Access to affordable childcare is one of the biggest obstacles to income equality in Canada. The COVID crisis has magnified just how crucial the need for childcare resources are as some parents must work remotely, while others are spending long shifts in demanding jobs like those in health care and essential services. The impact of these issues on society is all too familiar to Queen’s professors Kathleen Lahey (Law), Bita Amani (Law) and Lisa Pasolli (History). Now, they’re doing something about it as part of a major international, interdisciplinary research team.
They’re participating in the project, “What is the Best Policy Mix for Diverse Canadian Families with Young Children? Re-imagining Family Polices,” which has been awarded a $2.5 million Partnership Grant from the Social Sciences and Humanities Research Council of Canada.
“Government budgets are too small to fund adequate childcare let alone universal childcare in ‘normal’ times,” says Lahey. “These budgets are even less able to address the complex and more intensified forms of women’s unpaid care work during the COVID-19 pandemic. This project will identify multiple new trends and the role Canada is playing versus other countries these days.”
The seven-year research project is led by Brock University professor Andrea Doucet, Canada Research Chair in Gender, Work and Care, and will study how three core issues – childcare services, parental leave policies, and employment policies – have an impact on diverse Canadian families. These include Indigenous, racialized, newcomer, single-parent, LGBTQI2S, low-income, rural, and student families, and those with children who have disabilities.
Lahey and Pasolli are contributing to projects in the childcare cluster and Lahey is also co-leading a project on taxation, law, and family policy that crosses all three core issues.
“Women are now facing basically double and triple care burdens due to the specific ways the pandemic is affecting work locations and conditions,” explains Lahey. “Using new unpaid data figures that are starting to emerge, we will apply microsimulation analytic code to all of the new insights into women’s increasing work time regarding COVID in order to statistically compare with traditional unpaid work practices/situations/hours in non-COVID years.
“That will also explain why Alberta women, who face the largest income gaps in the country due to high demand for highly-paid fossil fuel industries, will be losing even more paid work hours during the COVID crisis than they did before, thus losing even more ground regarding gender equality unless the government does something dramatic about their high childcare costs,” she continues.
Professor Amani, who with Lahey, is among the original co-founders of Feminist Legal Studies Queen’s (FLSQ), will be involving students, faculty, and members of the Kingston community in FLSQ research and conferences during the project. “Feminist Legal Studies Queen’s is delighted to take this lead in working with this foundational, collaborative, and interdisciplinary partnership study to advance gender equality in Canadian law and policy,” says Amani. “This work promises to bring about transformative changes that recognize women’s productive capacities and support all Canadian families with members needing care.”

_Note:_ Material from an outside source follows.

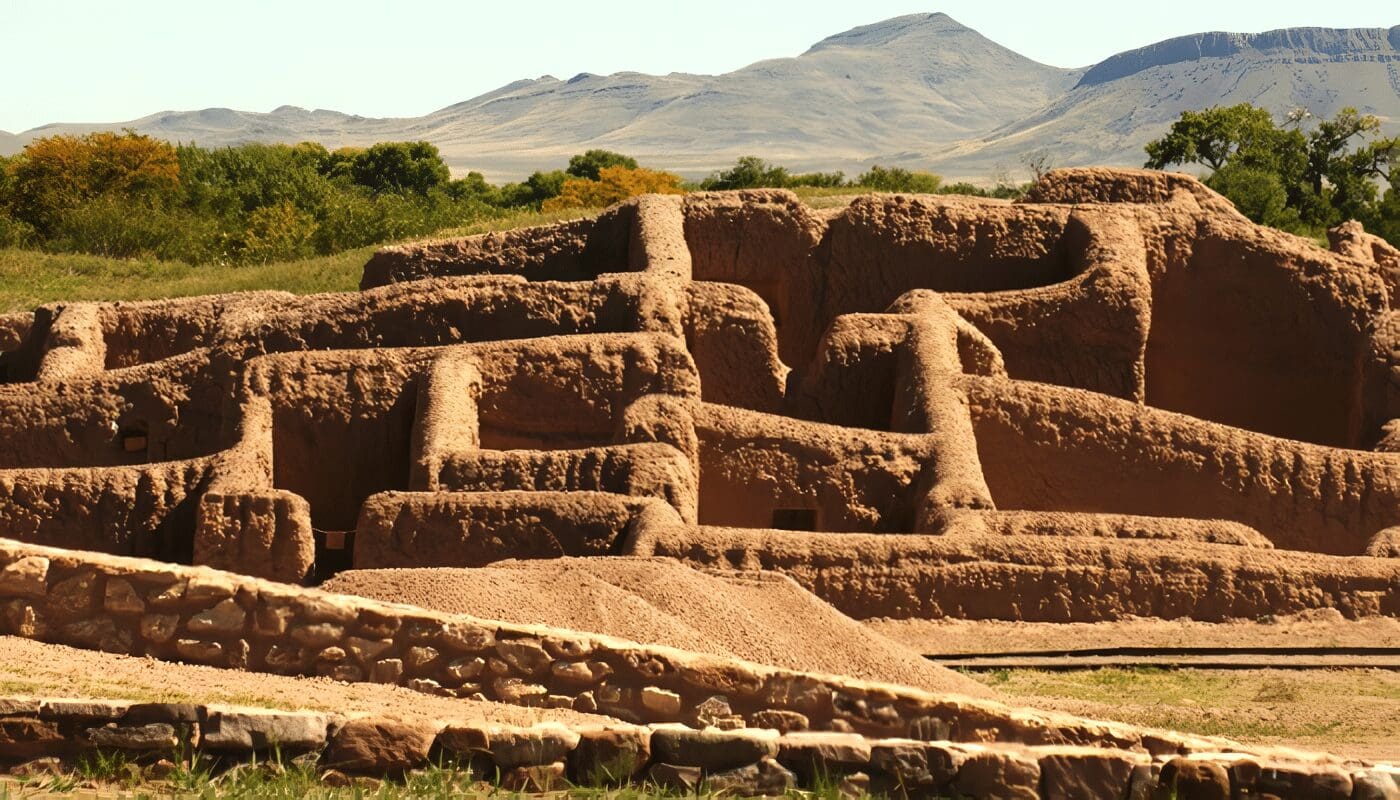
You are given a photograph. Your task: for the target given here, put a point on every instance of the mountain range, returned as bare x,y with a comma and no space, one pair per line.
917,91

Professor Pasolli, who will be examining the long history of debates about using tax measures to deliver child care benefits in Canada, points out that this project is even more relevant during the pandemic: “COVID-19 reveals that care work needs to be re-imagined in both pandemic and post-pandemic conditions. Safe care and safe work conditions are now forcing parents to make painful and sometimes dangerous choices.”
For each of the three core issues – childcare services, parental leave policies, and employment policies – researchers will explore four key questions:
- How are current Canadian childcare, parental leave, and employment policies structured, financed and delivered, and what can we learn from national and international research?
- What impacts do Canadian policies have on how diverse families live, work and care for their children and what can we learn from their lived experiences?
- What approaches and data are needed to measure the effectiveness and inclusiveness of these family policies?
- What is the best policy mix for Canada’s diverse families with young children?
The project will produce childcare policies designed by researchers for diverse families. The research team is composed of 29 co-investigators, 24 collaborators, and 34 partners from Canadian universities, non-profit organizations, international organizations, government departments, unions, and a private sector company. More than 70 undergraduate and graduate students and several postdoctoral fellows will be trained.
“This partnership project advances a key theme in Queen’s Strategic Research Plan: Securing Successful and Just Societies through Scholarship, Governance, and Policy,” says Queen’s University’s Vice-Principal (Research) Kimberly Woodhouse. “We are very pleased to support the work of Professors Lahey, Pasolli and Amani in this important area of research.”
“I am delighted that our faculty members are deeply involved in this large-scale interdisciplinary project with the ultimate goal of bringing about a society that is more just,” says Queen’s Law Dean Mark Walters. “The timing couldn’t be better.”